Two teenage girls executed by Somali militants

(CNN) -- A Somali militant group publicly executed two teenage girls Wednesday after accusing them of being spies for the Somali government, according to the group, eyewitnesses and a relative of one of the girls.

"Those two girls were evil and they were spies for the enemy (the Somali government), but the mujahedeen caught them and after investigation, they admitted their crime, so they have been executed," said Sheikh Yusuf Ali Ugas, commander of Al-Shabaab in Beledweyne, a town in central Somalia.

The teens were blindfolded with their hands behind their backs against a tree, and shot, according to a local journalist.

A resident of Beledweyne told CNN that Al-Shabaab called on the town's residents to come out and watch the execution.

"Hundreds of people came out to watch the execution," he said. "It was very bad ... the girls looked shocked and were crying but [no one] could help."

A relative of one of the teens denied they were spies.

"My cousin, Ayan Mohamed Jama, was just 16 years old and she was absolutely innocent," said the relative, who did not want their name used out of fear of retribution from Al-Shabaab. "And Al-Shabaab caught her and the other girl between El-gal and Beledweyne and simply accused them of what they were not."

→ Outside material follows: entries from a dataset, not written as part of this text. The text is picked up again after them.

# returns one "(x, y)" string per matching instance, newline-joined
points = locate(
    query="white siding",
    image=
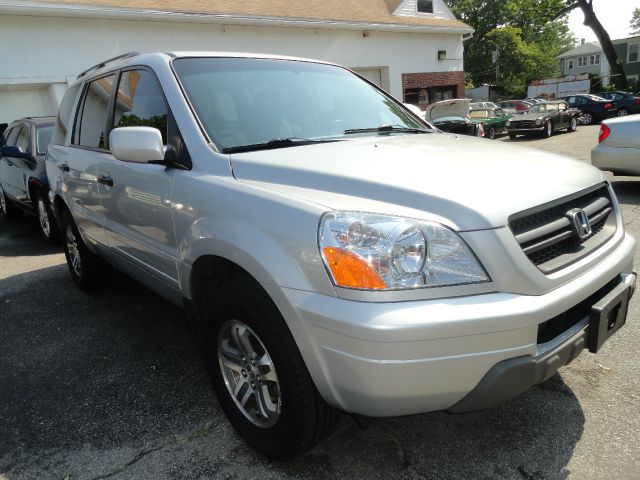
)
(58, 47)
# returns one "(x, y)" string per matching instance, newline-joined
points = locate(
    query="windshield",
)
(250, 101)
(43, 138)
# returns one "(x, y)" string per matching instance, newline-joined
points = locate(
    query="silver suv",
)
(332, 250)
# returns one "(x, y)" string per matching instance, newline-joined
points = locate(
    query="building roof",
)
(584, 49)
(375, 12)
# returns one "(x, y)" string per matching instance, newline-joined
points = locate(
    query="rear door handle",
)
(105, 180)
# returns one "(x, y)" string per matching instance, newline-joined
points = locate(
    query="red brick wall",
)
(434, 79)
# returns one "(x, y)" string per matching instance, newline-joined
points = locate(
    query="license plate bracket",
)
(608, 315)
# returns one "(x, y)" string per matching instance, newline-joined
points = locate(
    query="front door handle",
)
(105, 180)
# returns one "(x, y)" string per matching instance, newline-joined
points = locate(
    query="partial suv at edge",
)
(332, 250)
(23, 176)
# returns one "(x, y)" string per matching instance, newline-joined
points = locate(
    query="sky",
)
(613, 14)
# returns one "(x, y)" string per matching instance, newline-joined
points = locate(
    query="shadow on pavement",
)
(117, 371)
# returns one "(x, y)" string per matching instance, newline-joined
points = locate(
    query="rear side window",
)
(92, 120)
(140, 102)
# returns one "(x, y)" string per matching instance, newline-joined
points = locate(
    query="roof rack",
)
(102, 64)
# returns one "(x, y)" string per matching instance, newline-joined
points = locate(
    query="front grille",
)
(547, 236)
(550, 329)
(524, 124)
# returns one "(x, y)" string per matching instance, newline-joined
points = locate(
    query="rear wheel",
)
(87, 269)
(7, 208)
(259, 375)
(48, 228)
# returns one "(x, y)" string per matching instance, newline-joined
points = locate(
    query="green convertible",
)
(493, 120)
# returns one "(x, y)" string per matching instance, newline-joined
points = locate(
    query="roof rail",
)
(102, 64)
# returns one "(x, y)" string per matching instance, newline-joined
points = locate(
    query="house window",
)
(425, 6)
(634, 50)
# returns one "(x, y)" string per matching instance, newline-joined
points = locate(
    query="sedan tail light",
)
(604, 132)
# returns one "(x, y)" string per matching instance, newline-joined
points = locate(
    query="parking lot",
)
(109, 385)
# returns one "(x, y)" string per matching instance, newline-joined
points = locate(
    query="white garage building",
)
(411, 48)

The other girl, said the relative, was 15. Al-Shabaab refused their families' request to see the teens while they were in detention, "and they executed them at a public gathering, so this is inhumane and cruelty."

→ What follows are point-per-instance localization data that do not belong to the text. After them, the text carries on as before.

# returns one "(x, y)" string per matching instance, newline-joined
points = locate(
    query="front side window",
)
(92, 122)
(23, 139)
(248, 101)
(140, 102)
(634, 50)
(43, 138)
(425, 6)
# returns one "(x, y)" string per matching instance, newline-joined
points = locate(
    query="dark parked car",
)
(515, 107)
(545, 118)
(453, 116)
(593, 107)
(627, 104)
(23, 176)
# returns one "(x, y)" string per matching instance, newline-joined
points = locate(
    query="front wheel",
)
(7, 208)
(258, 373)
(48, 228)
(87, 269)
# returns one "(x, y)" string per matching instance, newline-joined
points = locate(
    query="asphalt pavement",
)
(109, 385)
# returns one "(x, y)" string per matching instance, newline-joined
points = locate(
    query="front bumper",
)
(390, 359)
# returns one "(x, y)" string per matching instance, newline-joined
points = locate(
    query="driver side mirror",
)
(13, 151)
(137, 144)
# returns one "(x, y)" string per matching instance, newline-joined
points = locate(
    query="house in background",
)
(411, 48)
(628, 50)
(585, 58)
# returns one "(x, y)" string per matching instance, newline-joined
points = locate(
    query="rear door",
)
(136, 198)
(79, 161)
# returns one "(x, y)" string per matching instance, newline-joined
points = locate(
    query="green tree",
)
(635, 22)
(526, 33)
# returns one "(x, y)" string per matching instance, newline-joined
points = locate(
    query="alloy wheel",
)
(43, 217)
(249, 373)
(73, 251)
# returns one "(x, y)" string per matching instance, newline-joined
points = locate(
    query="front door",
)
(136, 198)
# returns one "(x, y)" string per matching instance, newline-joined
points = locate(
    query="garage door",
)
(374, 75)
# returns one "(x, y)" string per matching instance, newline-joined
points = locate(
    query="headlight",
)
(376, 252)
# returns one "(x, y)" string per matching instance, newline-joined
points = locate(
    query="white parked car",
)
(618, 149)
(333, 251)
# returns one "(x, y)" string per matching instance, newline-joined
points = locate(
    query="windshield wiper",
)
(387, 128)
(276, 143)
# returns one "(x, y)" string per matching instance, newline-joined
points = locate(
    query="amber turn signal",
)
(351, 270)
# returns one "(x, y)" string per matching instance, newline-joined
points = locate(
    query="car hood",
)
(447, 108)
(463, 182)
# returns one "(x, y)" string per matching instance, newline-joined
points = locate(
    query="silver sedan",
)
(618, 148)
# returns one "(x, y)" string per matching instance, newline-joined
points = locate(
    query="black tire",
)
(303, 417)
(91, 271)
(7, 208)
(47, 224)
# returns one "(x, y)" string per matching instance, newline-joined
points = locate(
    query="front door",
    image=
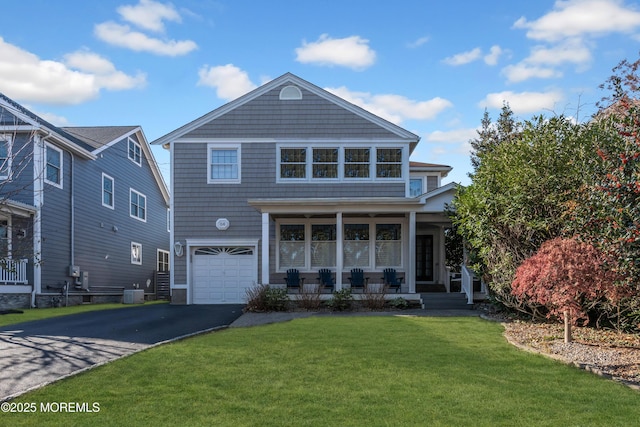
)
(424, 258)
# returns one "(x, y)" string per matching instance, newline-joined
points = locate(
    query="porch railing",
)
(13, 271)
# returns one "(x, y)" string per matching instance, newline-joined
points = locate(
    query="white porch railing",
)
(13, 270)
(466, 285)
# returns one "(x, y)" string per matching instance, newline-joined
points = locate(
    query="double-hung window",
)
(53, 168)
(107, 191)
(224, 164)
(135, 152)
(5, 157)
(293, 163)
(138, 205)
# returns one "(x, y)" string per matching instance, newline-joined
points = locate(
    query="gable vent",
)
(290, 92)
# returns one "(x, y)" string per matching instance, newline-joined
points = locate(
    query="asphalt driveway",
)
(33, 354)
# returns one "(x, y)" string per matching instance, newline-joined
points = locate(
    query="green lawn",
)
(340, 371)
(45, 313)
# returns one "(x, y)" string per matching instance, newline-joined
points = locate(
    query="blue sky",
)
(431, 67)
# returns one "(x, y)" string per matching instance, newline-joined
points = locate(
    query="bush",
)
(399, 303)
(265, 298)
(342, 300)
(373, 297)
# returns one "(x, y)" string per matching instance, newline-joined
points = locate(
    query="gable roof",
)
(290, 79)
(25, 119)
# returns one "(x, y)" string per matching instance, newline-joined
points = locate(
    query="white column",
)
(411, 262)
(265, 248)
(339, 250)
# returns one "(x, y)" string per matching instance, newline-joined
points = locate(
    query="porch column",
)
(339, 249)
(411, 262)
(265, 248)
(442, 259)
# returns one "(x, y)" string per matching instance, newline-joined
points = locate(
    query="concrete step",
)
(444, 301)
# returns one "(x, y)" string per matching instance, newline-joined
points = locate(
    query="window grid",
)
(138, 205)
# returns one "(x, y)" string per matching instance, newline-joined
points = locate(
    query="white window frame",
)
(136, 156)
(46, 165)
(106, 177)
(373, 150)
(146, 208)
(8, 141)
(224, 147)
(168, 256)
(136, 260)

The El-gal area has been the scene of heavy fighting recently between Somali government forces and Al-Shabaab.

"Ayan didn't have any contact with the government and even in her life, she never had a mobile [phone] so we can't understand how she could be accused of being a spy," the relative said.

Last year, Al-Shabaab stoned a teenage girl to death in Kismayo, a town in southern Somalia.

Al-Shabaab is waging a war against Somalia's government in an effort to impose a stricter form of Islamic law, or sharia.

Somalia has not had a stable government since 1991, and fighting between the rebels and government troops has escalated the humanitarian crisis in the famine-ravaged country.